Even good sources can be misread, and misrepresented. In this case, given that the Senator and the Senator’s staff can be assumed to be reasonably intelligent, and to have reasonable comprehension skills, it is difficult to avoid the conclusion this post and accompanying graphic are not deliberately misleading. That is, the Senator is lying to you. If a person or organisation needs to lie to make a point, then they almost certainly have no point to make. Lying about vitally important medical information and treatment is especially morally despicable.
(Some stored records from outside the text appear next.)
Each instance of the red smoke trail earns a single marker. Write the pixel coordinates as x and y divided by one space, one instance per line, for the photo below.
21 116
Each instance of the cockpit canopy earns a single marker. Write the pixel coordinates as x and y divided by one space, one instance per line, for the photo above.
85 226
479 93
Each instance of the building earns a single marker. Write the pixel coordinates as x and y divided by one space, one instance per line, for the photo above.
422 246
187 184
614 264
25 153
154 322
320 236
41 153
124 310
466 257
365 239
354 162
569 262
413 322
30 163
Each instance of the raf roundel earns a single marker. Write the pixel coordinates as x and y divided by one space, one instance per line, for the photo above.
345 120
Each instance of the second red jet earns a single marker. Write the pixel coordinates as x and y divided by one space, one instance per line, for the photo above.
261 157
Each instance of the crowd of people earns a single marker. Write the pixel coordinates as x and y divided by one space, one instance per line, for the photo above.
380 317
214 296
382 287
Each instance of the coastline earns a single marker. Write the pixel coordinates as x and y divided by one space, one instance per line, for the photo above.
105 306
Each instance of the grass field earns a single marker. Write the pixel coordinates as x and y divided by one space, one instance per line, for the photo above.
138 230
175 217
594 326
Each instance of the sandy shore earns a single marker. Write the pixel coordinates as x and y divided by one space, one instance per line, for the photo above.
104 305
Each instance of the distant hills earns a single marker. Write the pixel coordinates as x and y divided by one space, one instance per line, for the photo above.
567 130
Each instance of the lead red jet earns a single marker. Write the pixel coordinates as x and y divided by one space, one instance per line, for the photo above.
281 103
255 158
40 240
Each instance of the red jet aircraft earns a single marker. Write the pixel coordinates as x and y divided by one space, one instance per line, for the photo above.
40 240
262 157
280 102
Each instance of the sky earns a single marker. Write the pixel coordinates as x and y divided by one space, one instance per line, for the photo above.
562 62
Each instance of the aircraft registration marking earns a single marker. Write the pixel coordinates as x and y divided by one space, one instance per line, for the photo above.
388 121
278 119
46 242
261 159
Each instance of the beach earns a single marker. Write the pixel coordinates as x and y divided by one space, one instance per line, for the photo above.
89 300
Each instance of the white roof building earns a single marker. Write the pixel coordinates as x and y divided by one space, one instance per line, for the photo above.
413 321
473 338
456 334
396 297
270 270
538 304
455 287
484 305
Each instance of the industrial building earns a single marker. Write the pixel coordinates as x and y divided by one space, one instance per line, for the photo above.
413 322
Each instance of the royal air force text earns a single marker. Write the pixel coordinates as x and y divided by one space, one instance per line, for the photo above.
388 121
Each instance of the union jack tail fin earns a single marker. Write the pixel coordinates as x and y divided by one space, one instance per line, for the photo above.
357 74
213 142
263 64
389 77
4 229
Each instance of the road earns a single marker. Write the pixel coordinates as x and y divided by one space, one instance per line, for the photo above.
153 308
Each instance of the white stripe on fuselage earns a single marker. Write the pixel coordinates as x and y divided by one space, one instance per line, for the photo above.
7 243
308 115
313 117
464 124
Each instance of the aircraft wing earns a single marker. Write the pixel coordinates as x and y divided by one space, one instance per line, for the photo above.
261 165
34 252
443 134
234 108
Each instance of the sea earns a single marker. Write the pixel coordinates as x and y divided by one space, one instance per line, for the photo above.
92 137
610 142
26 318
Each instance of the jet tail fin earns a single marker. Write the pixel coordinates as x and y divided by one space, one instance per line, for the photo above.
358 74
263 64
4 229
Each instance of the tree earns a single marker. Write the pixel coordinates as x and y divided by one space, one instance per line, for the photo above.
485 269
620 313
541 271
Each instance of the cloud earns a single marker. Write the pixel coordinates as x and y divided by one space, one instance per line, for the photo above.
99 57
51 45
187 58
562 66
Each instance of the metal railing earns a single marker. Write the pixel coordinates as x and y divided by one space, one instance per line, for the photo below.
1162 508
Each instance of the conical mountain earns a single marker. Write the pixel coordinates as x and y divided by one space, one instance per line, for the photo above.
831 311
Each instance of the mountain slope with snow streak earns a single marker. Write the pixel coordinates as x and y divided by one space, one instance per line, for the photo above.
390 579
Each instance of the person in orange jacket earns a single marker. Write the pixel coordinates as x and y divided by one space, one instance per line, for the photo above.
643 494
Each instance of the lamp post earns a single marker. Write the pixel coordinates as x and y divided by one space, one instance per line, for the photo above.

What does the Taskforce say? It has reviewed hundreds of papers on dozens of different subjects relating to COVID19 spread, prevention and treatment. On Ivermectin, they summarise the results of relevant papers. That is what the figures above are – summaries of a few of many papers reviewed. NOT. I repeat, NOT, the view of most papers, or of the Taskforce itself. The taskforce specifically says about each of the papers quoted, that they have low confidence, because in each case the reliability of those studies is undermined by bias (in other words, the writers found what they wanted to find) and poor study design. The Taskforce, after reviewing all the papers available, and considering the dozens of ongoing studies into possible anti-viral effects of Ivermectin, find there is no evidence to support its use outside of well-designed clinical trials.
The real findings? “In comparison to SOC or placebo, IVM did not reduce all-cause mortality, length of stay or viral clearance in RCTs in COVID-19 patients with mostly mild disease. IVM did not have an effect on AEs or severe AEs. IVM is not a viable option to treat COVID-19 patients.” https://academic.oup.com/cid/advance-article/doi/10.1093/cid/ciab591/6310839
What is particularly disappointing about this is that Gerard Rennick, Malcom Roberts, and George Christiansen, who have a lot to offer, are undermining their credibility in matters on which they are knowledgeable and in which they have made genuine contributions, by repeatedly posting what amounts to anti-vax silliness.
Ditto for some other sources such as Catallaxy Files, one of Australia’s best websites for discussion of economic issues, which has posted such nonsense as the claim that the COVID19 virus and variants have never been isolated. This would come as news to the dozens of teams around the world who have done just that, and on the result of whose work the vaccines were designed. Or that Ivermectin research is being quashed. Again, news to the dozens of teams of researchers around the world who are pursuing possible anti-viral effects, even though there is currently no evidence of such effects at non-lethal doses, and it is difficult from a pharmacokinetic point of view to see how there could be useful anti-viral effects in vivo.
The tidal wave of dangerous nonsense continues. Don’t accept it. Check with real sources, or ask your GP.